A multi-center study published in Nature Digital Medicine demonstrates that using artificial intelligence to assist pathologists in prostate biopsy reporting improves diagnostic consistency and reduces laboratory workloads.
The Articulate Pro study, highlighted by technology company Tempus, evaluated the Paige Prostate Suite within the routine clinical workflows of three United Kingdom National Health Service trusts: Oxford University Hospitals NHS Foundation Trust, North Bristol NHS Trust, and University Hospitals Coventry and Warwickshire NHS Trust. Expert histopathologists assessed biopsies from more than 1,000 patients in real time with the assistance of the software.
According to the study, AI-assisted review supported pathologists in updating the initial diagnosis or Grade Group for 5% of patients. Of these changes, 1.3% were significant enough to potentially alter the clinical management of the patient.

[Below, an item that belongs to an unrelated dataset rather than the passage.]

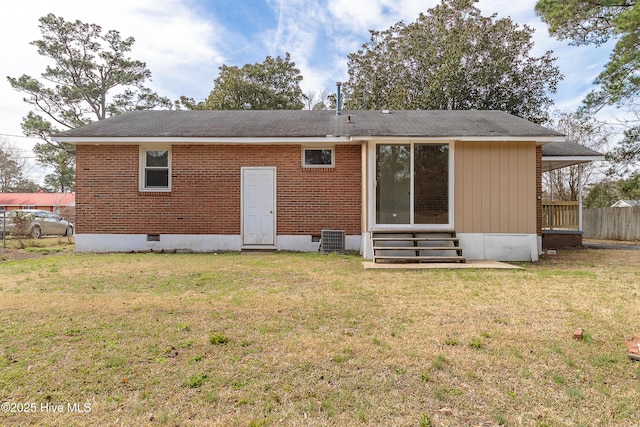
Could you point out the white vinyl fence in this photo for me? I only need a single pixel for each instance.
(611, 223)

Impact on Laboratory Efficiency
The study found that the technology successfully flagged subtle cancerous lesions and prompted pathologists to adjust tumor aggressiveness grading. Laboratories using the artificial intelligence reported quicker diagnostic turnaround times, with patients potentially receiving results nearly a day sooner than standard workflows allow.
Integration of the software also led to a reduction in requests for extra immunohistochemistry staining. This efficiency could provide relief and cost savings for overstretched digital pathology laboratories, according to the press release.
“The rigorous, real-world results in the Articulate Pro study are a massive step forward for the global adoption of digital pathology,” says Razik Yousfi, senior vice president and general manager of AI products at Tempus, in a release. “Integration of the Paige Prostate Suite directly into routine workflows shows that AI doesn’t just work in a sandbox; it can actively alleviate the immense pressure on overstretched laboratories, cut down reporting times, and give pathologists an extra layer of confidence when making critical diagnostic decisions.”
Diagnostic Tools and Authorization
The Paige Prostate Suite consists of applications designed to aid in the detection and grading of prostate cancer. Certain applications in the suite are authorized by the Food and Drug Administration and are CE-marked and UKCA-marked for clinical use with specific slide image viewers and scanners. Other applications within the suite are currently offered for research use only.
The study was led by Clare Verrill, a professor at the University of Oxford’s Nuffield Department of Surgical Sciences, and examined how the technology impacted clinical decision-making and the use of resources across the participating National Health Service trusts.